To make matters concrete we will now recreate the example from the video above! The teapot data is from https://www.khanacademy.org/computer-programming/3d-teapot/971436783 – there you can also turn it around interactively.

Have a look at the following code:

library(scatterplot3d)

teapot <- read.csv("data/teapot.csv", header = FALSE)
dat <- matrix(unlist(teapot), ncol = 3, byrow = TRUE)
head(dat)
##      [,1] [,2] [,3]
## [1,] 40.6 28.3 -1.1
## [2,] 40.1 30.4 -1.1
## [3,] 40.7 31.1 -1.1
## [4,] 42.0 30.4 -1.1
## [5,] 43.5 28.3 -1.1
## [6,] 37.5 28.3 14.5

# teapot in 3D
scatterplot3d(dat[ , 1], dat[ , 2], dat[ , 3], highlight.3d = TRUE, angle = 75, pch = 19, lwd = 15, xlab = "", ylab = "", zlab = "", main = "teapot in 3D")

And now we project that teapot from 3D-space onto a 2D-plane while retaining as much information as possible by taking the two eigenvectors with biggest eigenvalues:

# PCA
(eigenval <- eigen(cov(dat))$values)
## [1] 2050.6935  747.5764  553.4070

eigenvec <- eigen(cov(dat))$vectors
# take only the two eigenvectors with biggest eigenvalues
PCA_2 <- dat %*% eigenvec[ , 1:2] 
plot(PCA_2, ylim = c(50, -55), pch = 19, lwd = 35, col= "blue", xlab = "", ylab = "", main = "teapot in 2D")

round(cumsum(eigenval)/sum(eigenval) * 100, 2) # cumulative percentage of retrieved information
## [1]  61.18  83.49 100.00

That was fun, wasn’t it!

In data science, you will often use PCA to condense large datasets into smaller datasets while retaining most of the information (which means retaining as much variance as possible in this case). PCA is like clustering an unsupervised learning method.

9 thoughts on “Intuition for Principal Component Analysis (PCA)”

  1. A total beginner’s question (to programming, not to statistics): How did you get the tea pot data into a csv file? Did you just copy/paste it? All of it or just the coordinates? I would like to replicate what you did.

    And also: thank you for this informative post! Most people have (understandable) trouble wrapping their head around PCA, and this post is nice break-down of the basic principles.

    Best, Ash

    1. Thank you for your positive feedback, I really appreciate it.

      It was basically just copy and paste (some of the other comments give details). The reason I don’t include the dataset for download is that I am not sure about copyright issues here.

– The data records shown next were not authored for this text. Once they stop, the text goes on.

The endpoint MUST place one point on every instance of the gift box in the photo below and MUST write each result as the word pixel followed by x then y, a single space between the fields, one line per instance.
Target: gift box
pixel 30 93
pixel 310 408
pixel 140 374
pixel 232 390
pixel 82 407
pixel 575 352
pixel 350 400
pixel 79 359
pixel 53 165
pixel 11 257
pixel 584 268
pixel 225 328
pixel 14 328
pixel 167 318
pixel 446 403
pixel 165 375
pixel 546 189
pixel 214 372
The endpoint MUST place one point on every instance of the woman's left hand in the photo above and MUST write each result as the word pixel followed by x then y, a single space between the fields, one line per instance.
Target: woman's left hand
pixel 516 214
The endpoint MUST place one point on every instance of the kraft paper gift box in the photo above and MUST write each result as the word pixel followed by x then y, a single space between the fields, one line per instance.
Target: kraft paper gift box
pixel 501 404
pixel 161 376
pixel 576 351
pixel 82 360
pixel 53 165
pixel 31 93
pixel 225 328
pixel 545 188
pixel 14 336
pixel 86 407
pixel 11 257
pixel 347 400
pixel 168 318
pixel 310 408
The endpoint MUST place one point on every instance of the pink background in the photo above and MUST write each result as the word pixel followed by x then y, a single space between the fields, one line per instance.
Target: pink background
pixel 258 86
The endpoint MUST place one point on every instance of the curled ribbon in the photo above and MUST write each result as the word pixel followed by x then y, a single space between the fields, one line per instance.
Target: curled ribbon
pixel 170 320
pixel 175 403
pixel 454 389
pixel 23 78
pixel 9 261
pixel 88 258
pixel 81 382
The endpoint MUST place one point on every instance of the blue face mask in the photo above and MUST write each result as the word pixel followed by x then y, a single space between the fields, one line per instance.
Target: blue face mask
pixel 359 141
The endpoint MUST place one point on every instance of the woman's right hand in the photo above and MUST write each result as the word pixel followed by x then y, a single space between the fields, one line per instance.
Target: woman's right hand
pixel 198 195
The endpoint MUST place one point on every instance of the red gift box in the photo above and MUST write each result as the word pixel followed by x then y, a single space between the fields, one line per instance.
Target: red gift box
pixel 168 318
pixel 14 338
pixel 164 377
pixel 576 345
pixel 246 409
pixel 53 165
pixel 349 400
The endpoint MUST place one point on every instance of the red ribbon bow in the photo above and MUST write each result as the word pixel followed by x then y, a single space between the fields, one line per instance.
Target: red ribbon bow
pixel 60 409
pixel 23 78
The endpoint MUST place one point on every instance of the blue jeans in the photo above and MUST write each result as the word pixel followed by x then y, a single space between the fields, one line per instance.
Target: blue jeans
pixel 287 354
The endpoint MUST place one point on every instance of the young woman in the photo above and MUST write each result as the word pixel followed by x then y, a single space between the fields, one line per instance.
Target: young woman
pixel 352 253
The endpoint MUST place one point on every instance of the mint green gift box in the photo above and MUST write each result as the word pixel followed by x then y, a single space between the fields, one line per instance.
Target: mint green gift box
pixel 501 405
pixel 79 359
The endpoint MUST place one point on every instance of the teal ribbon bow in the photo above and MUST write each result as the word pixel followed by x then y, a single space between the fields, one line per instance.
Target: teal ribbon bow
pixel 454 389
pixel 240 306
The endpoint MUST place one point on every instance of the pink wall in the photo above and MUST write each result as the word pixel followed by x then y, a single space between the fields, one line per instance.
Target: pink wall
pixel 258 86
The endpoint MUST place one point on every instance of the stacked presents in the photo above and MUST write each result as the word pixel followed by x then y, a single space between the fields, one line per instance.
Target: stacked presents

  2. I had the same problem – where to get the data. So I went to the cited URL, and copied the entire Processing program. Then in an ASCII editor (BBEdit in my case) I removed the clutter above and below the array, removed brackets, changed commas into tabs, and pasted into a spreadsheet. Then one can either directly import the spreadsheet with appropriate R libraries or export the spreadsheet as CSV.
    The conversion to matrix was easier given that format: dat = as.matrix(teapot).

    Thanks for a nice article helping my intuition here!

    Best, Michael

    1. I extracted the data the same way, then skipped converting it to a matrix because it was already in the format shown by head(). Didn’t realize it would later need to be a matrix. 😉

  3. Code doesn’t work for me. Able to extract a csv from the link, and all wroks fine until this line:

    PCA_2 <- dat %*% eigenvec[ , 1:2] 
    

    returns error:

    Error in dat %*% eigenvec[, 1:2] : 
      requires numeric/complex matrix/vector arguments
    
  4. Found my problem. I needed to make dat a matrix.
    It wasn’t a matrix because the data as read as a CSV was already in the format of your example, using the line:

    dat <- matrix(unlist(teapot), ncol = 3, byrow = TRUE)
    

    resulted in a matrix that didn't work with the other parts of the example. It returns:

     head(dat)
         [,1] [,2] [,3]
    [1,] 40.6 40.1 40.7
    [2,] 42.0 43.5 37.5
    [3,] 37.0 37.6 38.8
    [4,] 40.2 29.1 28.7
    [5,] 29.1 30.1 31.1
    [6,] 16.5 16.2 16.5
    

    So I skipped

    dat <- matrix(unlist(teapot), ncol = 3, byrow = TRUE)  
    

    because the data already looked like your example:

    head(dat)
    ##      [,1] [,2] [,3]
    ## [1,] 40.6 28.3 -1.1
    ## [2,] 40.1 30.4 -1.1
    ## [3,] 40.7 31.1 -1.1
    ## [4,] 42.0 30.4 -1.1
    ## [5,] 43.5 28.3 -1.1
    ## [6,] 37.5 28.3 14.5
    

    Not sure what's going on. Maybe your CSV file was shaped differently?